Well, the one thing that was NOT asked of Fed Chair was anything related to financial conditions. While Powell reiterated his belief that monetary policy is restrictive, and it is for anyone that has too much debt or a loan coming due that was priced pre 2022, and there are notable areas of weakness in the economy, what about the easy financial markets? Chair Powell, was there any discussion within the committee about the record high stock market trading at near a record multiple and the corresponding wealth effect? Or what about very tight credit spreads? Jay, any thoughts on the record high price of gold? What's that telling us? The Fed ALWAYS has had an asymmetric policy when it comes to financial markets. When conditions tighten up, they want to ease them. When they are easy, let em rip.
What Powell did say that I thought he would was if he was going to cut by 50 bps, he would somewhat walk that back by saying their base case was a 25 bp cadence of cuts from here. And 50 bps would only be used again if the economy really needed it, aka, recession risks were rising.
Also, this will be quite the threading of the needle. In the median economic forecasts, the Fed believes that they can cut interest rates about 200 bps from around 5.375% to a 3.25-3.5% by end of 2025 and that headline PCE will magically fall to 2.1% and to a core rate of 2.3%. If they think that raising rates is supposed to cool inflation, why do they think cutting by 200 bps will further cool them? That said, inflation will continue to calm in the coming months/quarters but we're setting ourselves up for a 1970's situation by the back half of 2025 when rents start to rise again, goods pricing likely higher from lower rates, and just as the Fed has gotten comfortable. I'm also bullish and long commodity stocks (said here before and weathering the pullback) believing global central banks are giving them a green light now.

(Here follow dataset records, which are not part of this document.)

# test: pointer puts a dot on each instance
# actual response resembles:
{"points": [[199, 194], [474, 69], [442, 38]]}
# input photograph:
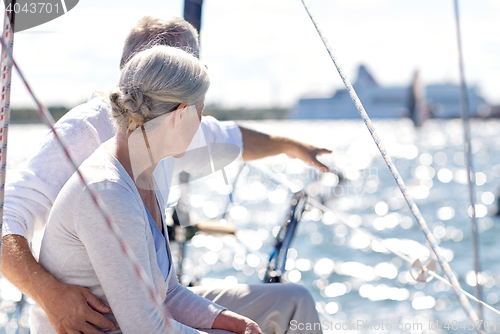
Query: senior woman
{"points": [[159, 100]]}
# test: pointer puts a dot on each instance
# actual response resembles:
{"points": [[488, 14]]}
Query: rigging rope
{"points": [[6, 72], [317, 204], [411, 203], [470, 168], [125, 248]]}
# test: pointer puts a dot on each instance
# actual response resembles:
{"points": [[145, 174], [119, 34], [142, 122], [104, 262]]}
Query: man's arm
{"points": [[68, 307], [257, 145]]}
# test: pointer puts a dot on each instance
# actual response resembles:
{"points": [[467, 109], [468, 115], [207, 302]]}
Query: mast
{"points": [[192, 12]]}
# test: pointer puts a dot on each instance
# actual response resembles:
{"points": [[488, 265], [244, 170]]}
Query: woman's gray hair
{"points": [[154, 82], [150, 31]]}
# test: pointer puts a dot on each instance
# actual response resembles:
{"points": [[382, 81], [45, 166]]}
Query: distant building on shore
{"points": [[441, 101]]}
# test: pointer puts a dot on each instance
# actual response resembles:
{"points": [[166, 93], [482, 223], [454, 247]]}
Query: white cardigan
{"points": [[77, 248], [30, 196]]}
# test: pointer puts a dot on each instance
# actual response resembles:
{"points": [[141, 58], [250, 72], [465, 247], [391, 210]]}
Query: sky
{"points": [[266, 53]]}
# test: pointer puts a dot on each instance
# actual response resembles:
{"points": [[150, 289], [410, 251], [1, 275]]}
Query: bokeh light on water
{"points": [[350, 276]]}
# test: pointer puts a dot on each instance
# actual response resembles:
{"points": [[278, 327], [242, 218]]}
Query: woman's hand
{"points": [[235, 323]]}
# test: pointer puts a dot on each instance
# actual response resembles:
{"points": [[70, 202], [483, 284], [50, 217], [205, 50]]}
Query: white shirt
{"points": [[30, 196]]}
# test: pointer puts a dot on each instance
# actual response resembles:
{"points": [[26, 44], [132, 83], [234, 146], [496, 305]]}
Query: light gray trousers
{"points": [[272, 306]]}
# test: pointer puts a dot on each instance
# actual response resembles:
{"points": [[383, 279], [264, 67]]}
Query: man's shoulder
{"points": [[95, 111]]}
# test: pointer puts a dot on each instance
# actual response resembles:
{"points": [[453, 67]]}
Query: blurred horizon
{"points": [[268, 55]]}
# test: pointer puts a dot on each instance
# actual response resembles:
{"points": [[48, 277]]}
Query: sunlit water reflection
{"points": [[351, 277]]}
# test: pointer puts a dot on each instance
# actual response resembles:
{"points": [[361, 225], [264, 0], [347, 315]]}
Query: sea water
{"points": [[357, 285]]}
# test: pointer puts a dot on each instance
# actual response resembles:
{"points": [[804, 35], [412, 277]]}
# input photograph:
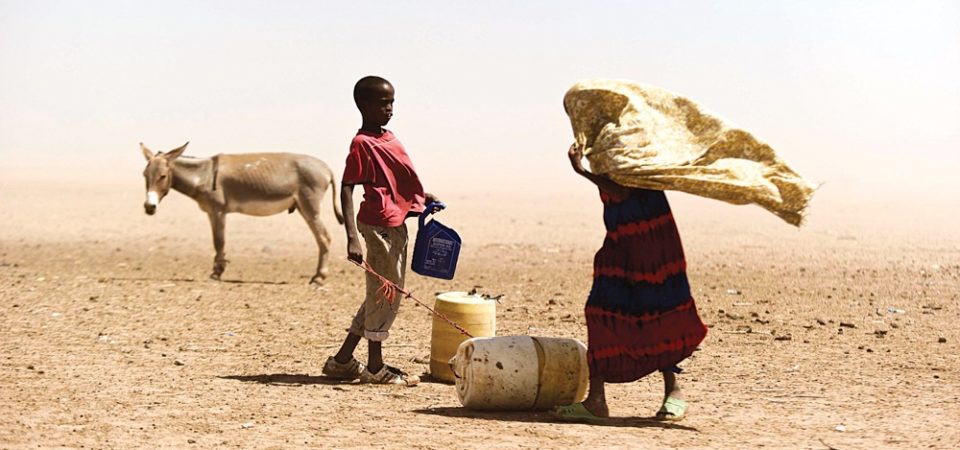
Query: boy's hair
{"points": [[367, 87]]}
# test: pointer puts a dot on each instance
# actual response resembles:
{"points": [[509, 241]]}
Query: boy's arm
{"points": [[611, 187], [354, 250]]}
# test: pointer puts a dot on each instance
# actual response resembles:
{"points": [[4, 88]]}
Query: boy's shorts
{"points": [[387, 255]]}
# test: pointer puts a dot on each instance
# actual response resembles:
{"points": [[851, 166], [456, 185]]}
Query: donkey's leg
{"points": [[308, 203], [217, 224]]}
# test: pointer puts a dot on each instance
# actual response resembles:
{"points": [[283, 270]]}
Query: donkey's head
{"points": [[158, 175]]}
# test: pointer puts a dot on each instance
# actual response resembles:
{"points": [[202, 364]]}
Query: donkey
{"points": [[257, 184]]}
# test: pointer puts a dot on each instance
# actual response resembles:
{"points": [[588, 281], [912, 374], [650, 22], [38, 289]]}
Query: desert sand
{"points": [[842, 334]]}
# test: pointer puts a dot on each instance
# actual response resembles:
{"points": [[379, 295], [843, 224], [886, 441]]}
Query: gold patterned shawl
{"points": [[646, 137]]}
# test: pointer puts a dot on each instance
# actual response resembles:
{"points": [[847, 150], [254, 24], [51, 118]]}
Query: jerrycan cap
{"points": [[437, 247], [462, 297]]}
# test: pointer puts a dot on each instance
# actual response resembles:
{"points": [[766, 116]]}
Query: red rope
{"points": [[389, 290]]}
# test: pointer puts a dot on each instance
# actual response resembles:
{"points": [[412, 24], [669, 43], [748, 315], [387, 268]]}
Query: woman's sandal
{"points": [[673, 409], [576, 413]]}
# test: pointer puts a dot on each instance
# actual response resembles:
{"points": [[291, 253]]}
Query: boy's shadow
{"points": [[545, 417], [286, 379]]}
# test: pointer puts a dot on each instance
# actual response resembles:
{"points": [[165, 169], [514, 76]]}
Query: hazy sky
{"points": [[852, 93]]}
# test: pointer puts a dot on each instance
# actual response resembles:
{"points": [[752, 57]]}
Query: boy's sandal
{"points": [[576, 413], [673, 409], [388, 375], [350, 370]]}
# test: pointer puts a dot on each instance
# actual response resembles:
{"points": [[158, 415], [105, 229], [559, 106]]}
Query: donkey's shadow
{"points": [[287, 379], [546, 417]]}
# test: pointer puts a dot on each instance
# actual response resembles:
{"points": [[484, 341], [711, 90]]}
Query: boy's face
{"points": [[378, 109]]}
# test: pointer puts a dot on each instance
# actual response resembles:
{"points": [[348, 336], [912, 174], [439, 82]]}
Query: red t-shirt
{"points": [[391, 188]]}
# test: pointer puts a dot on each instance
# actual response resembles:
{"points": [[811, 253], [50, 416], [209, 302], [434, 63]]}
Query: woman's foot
{"points": [[674, 407]]}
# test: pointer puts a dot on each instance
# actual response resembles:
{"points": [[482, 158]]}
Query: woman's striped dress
{"points": [[640, 315]]}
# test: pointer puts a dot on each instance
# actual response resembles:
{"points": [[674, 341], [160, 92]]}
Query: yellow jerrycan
{"points": [[476, 314]]}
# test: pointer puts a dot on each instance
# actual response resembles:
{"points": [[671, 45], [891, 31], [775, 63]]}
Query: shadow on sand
{"points": [[191, 280], [545, 417], [287, 379]]}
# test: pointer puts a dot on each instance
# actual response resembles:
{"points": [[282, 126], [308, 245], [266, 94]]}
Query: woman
{"points": [[640, 315]]}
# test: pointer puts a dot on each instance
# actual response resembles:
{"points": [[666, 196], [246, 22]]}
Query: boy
{"points": [[391, 193]]}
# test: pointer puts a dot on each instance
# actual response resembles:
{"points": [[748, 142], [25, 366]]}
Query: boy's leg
{"points": [[386, 254], [346, 350]]}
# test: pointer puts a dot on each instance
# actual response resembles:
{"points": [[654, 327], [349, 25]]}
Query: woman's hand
{"points": [[576, 157]]}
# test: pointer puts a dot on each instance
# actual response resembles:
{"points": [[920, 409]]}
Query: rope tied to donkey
{"points": [[389, 290]]}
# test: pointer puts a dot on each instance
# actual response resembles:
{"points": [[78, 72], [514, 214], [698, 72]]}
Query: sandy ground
{"points": [[111, 336]]}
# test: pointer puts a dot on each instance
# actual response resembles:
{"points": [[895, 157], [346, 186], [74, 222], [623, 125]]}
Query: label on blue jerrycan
{"points": [[437, 247]]}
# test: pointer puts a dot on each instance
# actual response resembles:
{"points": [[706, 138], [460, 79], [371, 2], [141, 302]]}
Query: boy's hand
{"points": [[430, 198], [354, 251], [576, 157]]}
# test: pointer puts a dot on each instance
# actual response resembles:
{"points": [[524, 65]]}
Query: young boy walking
{"points": [[391, 193]]}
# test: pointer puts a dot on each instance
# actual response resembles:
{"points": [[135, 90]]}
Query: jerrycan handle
{"points": [[429, 210]]}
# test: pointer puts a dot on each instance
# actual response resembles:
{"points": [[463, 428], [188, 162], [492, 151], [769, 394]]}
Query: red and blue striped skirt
{"points": [[640, 315]]}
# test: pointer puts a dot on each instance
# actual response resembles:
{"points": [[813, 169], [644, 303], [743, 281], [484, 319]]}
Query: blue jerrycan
{"points": [[437, 247]]}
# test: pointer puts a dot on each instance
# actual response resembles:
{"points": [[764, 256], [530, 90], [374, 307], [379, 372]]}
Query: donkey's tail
{"points": [[336, 200]]}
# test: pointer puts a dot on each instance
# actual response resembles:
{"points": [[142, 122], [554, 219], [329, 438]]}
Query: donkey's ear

We know life is uncertain and forecasting it is tough, especially about the future, and certainly when it comes to the economy and markets but I have little feel, and I don't think the Federal Reserve/Jay Powell do themselves on how this all plays out from here in terms of the mix of economic activity, the labor market, where inflation sustainably levels out at and where they will eventual take the fed funds rate and its balance sheet. It is a true hall of mirrors.
While I wasn't there Sunday night, but my son was, in Asbury Park to see Bruce Springsteen on the beach, he did play Blinded By the Light for the first time since 2017 and in the song Bruce "Asked him which was the way back home. He said take a right at the light, keep goin' straight until night, and then boy, you're on your own." I feel like that is the situation we're in now.